The advice here is to build an approach that doesn’t rely on a single platform maintaining a particular business model. We always advocate operating with a publisher mindset, with a clear view on the channels available to you and being ready to adapt as required. This means having an understanding of the channels available to you and building a digital eco-system, nourished by content and relevant to your stakeholder groups. This also requires ensuring your paid social strategy is robust and designed to ignite the fires of earned conversation.
Don’t ignore messenger apps
A recent Facebook-commissioned study by Nielson found that 63% of the people surveyed had increased their messaging with businesses over the previous two years, so the launch of Whatsapp for business, announced last week, is a potential game changer for B2C communications.
There are, at the last count, 1 billion people using the app in over 180 countries.

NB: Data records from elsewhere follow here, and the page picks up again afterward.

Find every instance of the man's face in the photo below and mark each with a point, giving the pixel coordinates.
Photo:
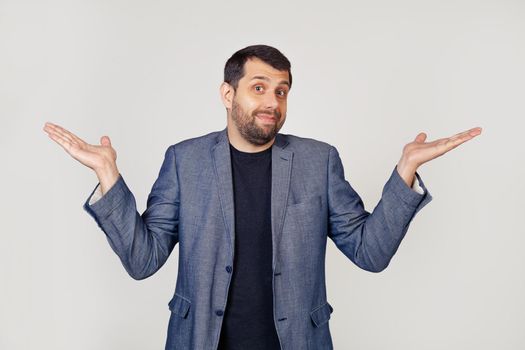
(259, 103)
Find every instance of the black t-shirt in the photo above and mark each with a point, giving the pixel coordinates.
(248, 320)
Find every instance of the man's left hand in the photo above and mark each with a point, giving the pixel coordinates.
(419, 152)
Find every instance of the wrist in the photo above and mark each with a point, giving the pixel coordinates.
(406, 171)
(107, 176)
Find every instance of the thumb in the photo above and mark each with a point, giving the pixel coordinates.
(105, 141)
(421, 137)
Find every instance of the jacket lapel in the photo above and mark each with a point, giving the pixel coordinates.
(281, 174)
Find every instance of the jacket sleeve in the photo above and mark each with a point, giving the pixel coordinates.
(142, 242)
(370, 240)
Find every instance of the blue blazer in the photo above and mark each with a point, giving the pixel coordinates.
(191, 203)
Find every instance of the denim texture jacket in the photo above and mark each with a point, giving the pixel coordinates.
(191, 203)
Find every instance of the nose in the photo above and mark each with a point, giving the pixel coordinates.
(270, 101)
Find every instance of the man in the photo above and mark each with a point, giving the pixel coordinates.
(251, 210)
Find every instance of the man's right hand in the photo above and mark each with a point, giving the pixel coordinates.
(102, 159)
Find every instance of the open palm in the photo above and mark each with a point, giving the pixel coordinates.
(419, 151)
(93, 156)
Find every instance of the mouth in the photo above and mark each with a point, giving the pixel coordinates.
(267, 117)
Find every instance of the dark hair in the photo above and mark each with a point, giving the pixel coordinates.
(234, 67)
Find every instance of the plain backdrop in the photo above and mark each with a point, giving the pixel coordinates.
(367, 78)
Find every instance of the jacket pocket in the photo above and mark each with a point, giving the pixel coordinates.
(179, 305)
(321, 314)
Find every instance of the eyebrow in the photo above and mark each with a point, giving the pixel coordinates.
(267, 79)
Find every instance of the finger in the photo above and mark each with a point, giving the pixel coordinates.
(105, 141)
(63, 142)
(59, 131)
(421, 137)
(69, 134)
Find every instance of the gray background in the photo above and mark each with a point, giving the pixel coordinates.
(368, 76)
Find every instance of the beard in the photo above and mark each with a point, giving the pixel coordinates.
(248, 128)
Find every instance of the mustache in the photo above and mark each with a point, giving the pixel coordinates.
(276, 114)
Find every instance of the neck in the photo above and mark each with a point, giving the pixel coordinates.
(242, 144)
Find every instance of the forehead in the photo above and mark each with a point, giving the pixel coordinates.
(255, 67)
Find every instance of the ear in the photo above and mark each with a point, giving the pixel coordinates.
(227, 91)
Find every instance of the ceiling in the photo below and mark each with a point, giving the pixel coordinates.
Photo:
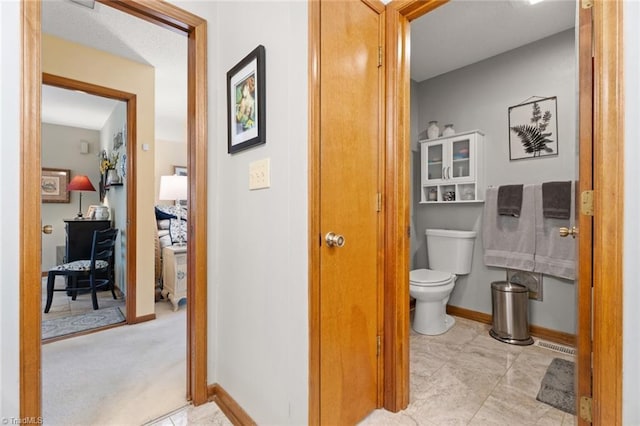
(112, 31)
(457, 34)
(463, 32)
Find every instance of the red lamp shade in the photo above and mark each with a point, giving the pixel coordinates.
(80, 183)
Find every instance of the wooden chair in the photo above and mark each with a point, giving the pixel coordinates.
(94, 273)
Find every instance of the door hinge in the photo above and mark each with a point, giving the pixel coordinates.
(586, 407)
(586, 203)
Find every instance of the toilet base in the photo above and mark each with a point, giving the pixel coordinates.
(431, 318)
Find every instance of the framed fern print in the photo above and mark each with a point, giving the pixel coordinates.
(533, 129)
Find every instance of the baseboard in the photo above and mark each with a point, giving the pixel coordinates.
(469, 314)
(229, 406)
(537, 331)
(143, 318)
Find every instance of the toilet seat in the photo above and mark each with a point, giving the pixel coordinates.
(430, 278)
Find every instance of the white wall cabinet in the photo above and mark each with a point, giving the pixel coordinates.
(452, 168)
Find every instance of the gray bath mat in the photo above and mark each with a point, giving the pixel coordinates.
(86, 321)
(557, 386)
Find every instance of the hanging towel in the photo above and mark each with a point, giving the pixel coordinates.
(555, 255)
(510, 200)
(509, 242)
(556, 199)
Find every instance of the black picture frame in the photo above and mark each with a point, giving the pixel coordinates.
(246, 102)
(533, 129)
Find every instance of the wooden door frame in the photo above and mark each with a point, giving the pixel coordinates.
(583, 383)
(131, 101)
(167, 16)
(608, 231)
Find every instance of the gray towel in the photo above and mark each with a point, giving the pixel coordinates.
(556, 199)
(509, 242)
(555, 255)
(510, 200)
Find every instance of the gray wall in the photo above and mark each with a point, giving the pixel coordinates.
(116, 196)
(478, 97)
(61, 150)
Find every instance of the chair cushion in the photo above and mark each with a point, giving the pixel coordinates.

Initially, the roll out is for small businesses only and it isn’t yet available in the GCC, but expect it to be here very soon, with an enterprise edition to follow. Apple has also just launched “Business Chat” as a direct competitor. It’s in Beta mode currently, with a mainstream release expected sometime in Spring, with a focus on emerging markets.
Do you collect data online in multiple territories? If so, are you aware of upcoming legislation changes, in particular GDPR in Europe? If not, I recommend you do some research. Many GCC-based businesses run digital activity in Europe, and by May 2018, hefty fines will be levied on organisations operating outside of the new legal requirements.
The same applies to influencer marketing. If you are running global influencer programmes, are you aware of legalities for declaring conflicts of interest or transparency requirements around paid promotion?
Build a fit-for-purpose measurement framework in place
We are still having lots of discussions around vanity metrics – engagement, video views, CTR – all of which are useful indicators of how your digital efforts are resonating with audiences, but are you tracking the activity back to genuine business metrics? As the digital landscape further fragments and new tech comes to the fore, it will become harder and harder to makes business cases for specific activity without a clear view of tangible results.